Gough recalls taking Ashlie for her first ear piercing when she was a young girl, which soon led to eyebrow rings and tattoos. Although he was resistant at first, he said, cautioning her at time that she was too young, he later realized body modification was as much a part of her expression as how she dressed or decorated her bedroom.
“I was always saying, 'No, not yet, you're too young -- you can't have that done yet,'” he recalled. “'Maybe the eyebrow, but that's it, absolutely no more.'”

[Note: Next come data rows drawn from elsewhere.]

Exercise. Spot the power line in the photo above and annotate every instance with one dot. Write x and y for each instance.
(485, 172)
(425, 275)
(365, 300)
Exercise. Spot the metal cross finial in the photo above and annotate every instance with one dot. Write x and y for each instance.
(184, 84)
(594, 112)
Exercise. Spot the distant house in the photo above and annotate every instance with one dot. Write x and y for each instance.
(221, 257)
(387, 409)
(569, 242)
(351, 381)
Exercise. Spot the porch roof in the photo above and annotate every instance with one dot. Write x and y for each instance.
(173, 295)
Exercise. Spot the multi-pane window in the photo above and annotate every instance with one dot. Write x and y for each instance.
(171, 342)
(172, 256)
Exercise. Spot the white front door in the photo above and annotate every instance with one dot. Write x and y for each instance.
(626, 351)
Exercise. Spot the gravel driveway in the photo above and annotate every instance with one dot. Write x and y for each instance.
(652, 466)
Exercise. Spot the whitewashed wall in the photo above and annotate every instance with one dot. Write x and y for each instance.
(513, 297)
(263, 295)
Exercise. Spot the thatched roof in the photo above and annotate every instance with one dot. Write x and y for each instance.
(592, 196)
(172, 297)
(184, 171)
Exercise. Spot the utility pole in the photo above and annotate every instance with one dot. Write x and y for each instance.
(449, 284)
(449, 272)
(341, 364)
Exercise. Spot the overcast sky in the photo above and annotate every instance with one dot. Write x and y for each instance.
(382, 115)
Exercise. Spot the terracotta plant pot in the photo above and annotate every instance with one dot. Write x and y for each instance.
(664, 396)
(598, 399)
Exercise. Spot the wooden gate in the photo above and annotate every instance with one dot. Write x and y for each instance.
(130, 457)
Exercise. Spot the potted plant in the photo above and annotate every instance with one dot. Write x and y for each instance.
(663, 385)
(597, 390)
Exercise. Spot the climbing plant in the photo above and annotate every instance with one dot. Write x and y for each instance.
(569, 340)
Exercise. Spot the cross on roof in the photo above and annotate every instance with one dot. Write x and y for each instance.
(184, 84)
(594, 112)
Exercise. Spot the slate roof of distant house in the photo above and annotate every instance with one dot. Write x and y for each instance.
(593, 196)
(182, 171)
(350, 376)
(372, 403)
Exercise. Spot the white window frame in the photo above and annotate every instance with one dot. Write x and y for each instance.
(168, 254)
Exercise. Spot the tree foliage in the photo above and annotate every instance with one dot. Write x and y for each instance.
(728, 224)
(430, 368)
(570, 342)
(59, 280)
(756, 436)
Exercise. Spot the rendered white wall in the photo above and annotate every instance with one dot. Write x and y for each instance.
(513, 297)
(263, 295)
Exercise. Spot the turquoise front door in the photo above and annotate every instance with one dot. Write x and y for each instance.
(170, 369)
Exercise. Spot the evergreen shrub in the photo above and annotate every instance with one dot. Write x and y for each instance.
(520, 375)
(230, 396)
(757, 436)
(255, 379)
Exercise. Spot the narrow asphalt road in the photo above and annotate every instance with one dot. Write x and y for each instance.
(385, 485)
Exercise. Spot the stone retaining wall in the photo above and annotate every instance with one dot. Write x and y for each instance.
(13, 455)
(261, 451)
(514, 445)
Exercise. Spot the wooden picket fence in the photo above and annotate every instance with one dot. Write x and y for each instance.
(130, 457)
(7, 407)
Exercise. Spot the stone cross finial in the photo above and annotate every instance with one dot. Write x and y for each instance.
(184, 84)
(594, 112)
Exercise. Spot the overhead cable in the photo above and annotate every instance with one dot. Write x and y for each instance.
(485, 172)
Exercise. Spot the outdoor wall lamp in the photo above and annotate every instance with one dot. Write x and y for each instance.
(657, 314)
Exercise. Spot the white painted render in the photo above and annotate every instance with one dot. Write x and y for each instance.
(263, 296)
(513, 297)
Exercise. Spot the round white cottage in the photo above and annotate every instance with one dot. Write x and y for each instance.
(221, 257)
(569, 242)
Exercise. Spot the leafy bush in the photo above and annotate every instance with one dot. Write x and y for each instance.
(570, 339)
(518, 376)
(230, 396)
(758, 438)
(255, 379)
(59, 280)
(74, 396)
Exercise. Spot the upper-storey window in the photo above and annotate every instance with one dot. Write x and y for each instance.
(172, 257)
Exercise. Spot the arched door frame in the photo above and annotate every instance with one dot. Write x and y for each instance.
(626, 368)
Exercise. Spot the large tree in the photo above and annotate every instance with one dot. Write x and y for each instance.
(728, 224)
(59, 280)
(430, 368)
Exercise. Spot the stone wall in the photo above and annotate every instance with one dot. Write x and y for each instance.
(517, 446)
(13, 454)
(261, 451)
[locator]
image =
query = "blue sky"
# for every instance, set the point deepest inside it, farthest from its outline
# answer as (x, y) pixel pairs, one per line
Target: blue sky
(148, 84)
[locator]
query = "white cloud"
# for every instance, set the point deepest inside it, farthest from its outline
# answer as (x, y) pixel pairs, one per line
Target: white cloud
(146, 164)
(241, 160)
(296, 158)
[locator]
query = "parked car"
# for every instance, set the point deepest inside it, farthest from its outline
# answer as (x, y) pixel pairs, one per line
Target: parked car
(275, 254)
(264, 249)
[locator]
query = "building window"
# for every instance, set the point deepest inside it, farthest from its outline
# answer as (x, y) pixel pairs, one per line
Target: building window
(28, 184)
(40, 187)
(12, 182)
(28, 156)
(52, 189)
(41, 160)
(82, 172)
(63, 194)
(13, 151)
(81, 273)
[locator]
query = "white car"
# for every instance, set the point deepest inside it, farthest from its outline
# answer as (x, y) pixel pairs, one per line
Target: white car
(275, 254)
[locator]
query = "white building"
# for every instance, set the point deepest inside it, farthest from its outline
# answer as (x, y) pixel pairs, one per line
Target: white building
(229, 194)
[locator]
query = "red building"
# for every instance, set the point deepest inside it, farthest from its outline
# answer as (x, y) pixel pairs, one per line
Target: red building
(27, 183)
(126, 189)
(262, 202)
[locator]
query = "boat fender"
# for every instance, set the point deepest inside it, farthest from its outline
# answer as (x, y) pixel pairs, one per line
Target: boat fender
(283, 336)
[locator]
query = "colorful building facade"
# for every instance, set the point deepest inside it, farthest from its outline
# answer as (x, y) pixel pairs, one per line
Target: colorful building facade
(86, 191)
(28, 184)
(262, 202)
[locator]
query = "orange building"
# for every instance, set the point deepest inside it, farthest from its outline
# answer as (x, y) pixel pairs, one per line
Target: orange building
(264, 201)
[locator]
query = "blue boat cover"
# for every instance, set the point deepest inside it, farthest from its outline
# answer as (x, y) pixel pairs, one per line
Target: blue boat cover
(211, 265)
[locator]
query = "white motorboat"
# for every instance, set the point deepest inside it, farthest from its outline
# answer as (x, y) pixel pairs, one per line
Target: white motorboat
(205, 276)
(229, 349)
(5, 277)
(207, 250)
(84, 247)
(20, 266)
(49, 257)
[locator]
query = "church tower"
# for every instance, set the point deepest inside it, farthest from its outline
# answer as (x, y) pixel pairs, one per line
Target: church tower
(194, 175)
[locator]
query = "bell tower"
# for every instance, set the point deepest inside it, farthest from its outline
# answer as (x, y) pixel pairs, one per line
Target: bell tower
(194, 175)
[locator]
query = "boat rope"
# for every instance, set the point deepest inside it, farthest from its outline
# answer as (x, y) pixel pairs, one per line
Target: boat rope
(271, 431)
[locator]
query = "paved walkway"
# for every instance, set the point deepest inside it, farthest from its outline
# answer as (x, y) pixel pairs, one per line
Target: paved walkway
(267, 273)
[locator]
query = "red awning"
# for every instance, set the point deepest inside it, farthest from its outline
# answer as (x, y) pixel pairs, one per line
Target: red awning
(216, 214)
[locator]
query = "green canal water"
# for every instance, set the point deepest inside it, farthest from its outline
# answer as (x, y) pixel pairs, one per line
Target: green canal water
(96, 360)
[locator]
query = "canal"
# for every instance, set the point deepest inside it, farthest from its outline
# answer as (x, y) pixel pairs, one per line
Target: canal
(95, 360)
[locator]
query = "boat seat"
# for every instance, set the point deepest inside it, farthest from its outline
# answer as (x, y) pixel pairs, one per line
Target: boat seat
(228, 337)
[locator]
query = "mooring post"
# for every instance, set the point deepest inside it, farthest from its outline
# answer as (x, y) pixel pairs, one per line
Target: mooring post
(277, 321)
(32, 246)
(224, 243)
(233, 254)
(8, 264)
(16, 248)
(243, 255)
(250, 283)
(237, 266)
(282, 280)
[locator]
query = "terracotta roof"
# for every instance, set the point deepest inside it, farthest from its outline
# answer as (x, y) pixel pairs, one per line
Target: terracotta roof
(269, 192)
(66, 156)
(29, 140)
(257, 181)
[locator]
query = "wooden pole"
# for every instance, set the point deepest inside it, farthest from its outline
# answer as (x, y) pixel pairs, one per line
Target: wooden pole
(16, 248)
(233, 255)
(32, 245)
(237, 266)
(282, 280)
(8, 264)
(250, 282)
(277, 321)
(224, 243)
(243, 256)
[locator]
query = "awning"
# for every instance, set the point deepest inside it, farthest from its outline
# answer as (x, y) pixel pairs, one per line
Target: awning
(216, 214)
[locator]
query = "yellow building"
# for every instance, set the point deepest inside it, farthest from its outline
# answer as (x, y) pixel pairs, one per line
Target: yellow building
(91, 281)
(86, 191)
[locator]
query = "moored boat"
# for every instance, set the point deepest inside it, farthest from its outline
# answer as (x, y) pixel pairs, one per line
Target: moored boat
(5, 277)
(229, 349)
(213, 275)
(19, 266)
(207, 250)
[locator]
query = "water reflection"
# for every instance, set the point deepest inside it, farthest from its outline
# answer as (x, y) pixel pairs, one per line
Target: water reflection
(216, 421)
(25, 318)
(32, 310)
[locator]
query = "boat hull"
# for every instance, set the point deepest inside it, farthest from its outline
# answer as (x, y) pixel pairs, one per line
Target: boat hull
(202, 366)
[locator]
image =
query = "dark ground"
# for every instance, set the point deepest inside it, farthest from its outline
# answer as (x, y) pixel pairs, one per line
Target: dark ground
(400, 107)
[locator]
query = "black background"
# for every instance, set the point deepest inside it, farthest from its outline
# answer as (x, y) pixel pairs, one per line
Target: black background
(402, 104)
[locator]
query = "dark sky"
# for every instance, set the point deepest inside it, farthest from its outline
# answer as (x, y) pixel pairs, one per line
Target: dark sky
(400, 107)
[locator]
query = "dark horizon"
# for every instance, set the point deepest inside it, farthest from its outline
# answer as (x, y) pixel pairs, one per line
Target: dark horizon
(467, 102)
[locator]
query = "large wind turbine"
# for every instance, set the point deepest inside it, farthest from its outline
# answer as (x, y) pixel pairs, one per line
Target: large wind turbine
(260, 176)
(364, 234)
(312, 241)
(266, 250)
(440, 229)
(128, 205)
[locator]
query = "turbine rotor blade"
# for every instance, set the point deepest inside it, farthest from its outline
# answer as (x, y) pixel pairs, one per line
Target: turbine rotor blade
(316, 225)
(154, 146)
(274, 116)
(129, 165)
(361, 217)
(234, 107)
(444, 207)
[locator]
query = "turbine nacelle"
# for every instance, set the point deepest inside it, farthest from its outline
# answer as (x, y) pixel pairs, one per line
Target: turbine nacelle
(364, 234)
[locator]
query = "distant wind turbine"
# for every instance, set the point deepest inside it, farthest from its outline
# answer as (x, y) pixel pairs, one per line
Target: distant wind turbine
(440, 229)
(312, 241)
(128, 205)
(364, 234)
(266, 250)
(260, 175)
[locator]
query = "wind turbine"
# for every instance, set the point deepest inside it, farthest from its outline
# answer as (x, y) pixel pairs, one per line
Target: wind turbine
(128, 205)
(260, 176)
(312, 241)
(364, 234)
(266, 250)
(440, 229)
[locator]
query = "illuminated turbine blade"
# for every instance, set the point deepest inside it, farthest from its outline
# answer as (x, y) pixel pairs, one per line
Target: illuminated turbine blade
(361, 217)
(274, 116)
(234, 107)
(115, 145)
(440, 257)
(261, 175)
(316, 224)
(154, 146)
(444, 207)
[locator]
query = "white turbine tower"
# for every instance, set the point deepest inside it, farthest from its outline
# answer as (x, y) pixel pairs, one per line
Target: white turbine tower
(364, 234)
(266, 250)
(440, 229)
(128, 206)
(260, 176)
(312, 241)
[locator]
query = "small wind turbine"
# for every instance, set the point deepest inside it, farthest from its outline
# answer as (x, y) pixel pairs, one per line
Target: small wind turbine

“In the last couple of years, I realized this is her life, it's how she lives, how she expresses herself. Everything she did, she was an artist. Anything she did was a form of art.”
Ashlie and her sister, Tiffany, were adopted by Tom Gough when Ashlie was still a baby. The family then moved from interior B.C. to Victoria, where she grew up singing her father's country songs, climbing trees and dancing at outdoor festivals, Gough said.
Although Ashlie had lived on the streets of Victoria as a teenager, when Munro first met her at a McDonalds on Douglas Street – a popular hang-out for punks and street kids – she had since moved into his Victoria apartment, where she loved to play music with other musicians in their community. Woodward gave her little sister a banjo, which she lugged across the country alongside her dog.
The Goughs said they will hold several memorial gatherings for close friends and family in the coming weeks, but said they wish to keep them private due to the media's interest in the incident.
At the Occupy Vancouver encampment at the Vancouver Art Gallery, a growing shrine remembering Gough has been set up by her friends there -- with candles, a cross and messages of condolence.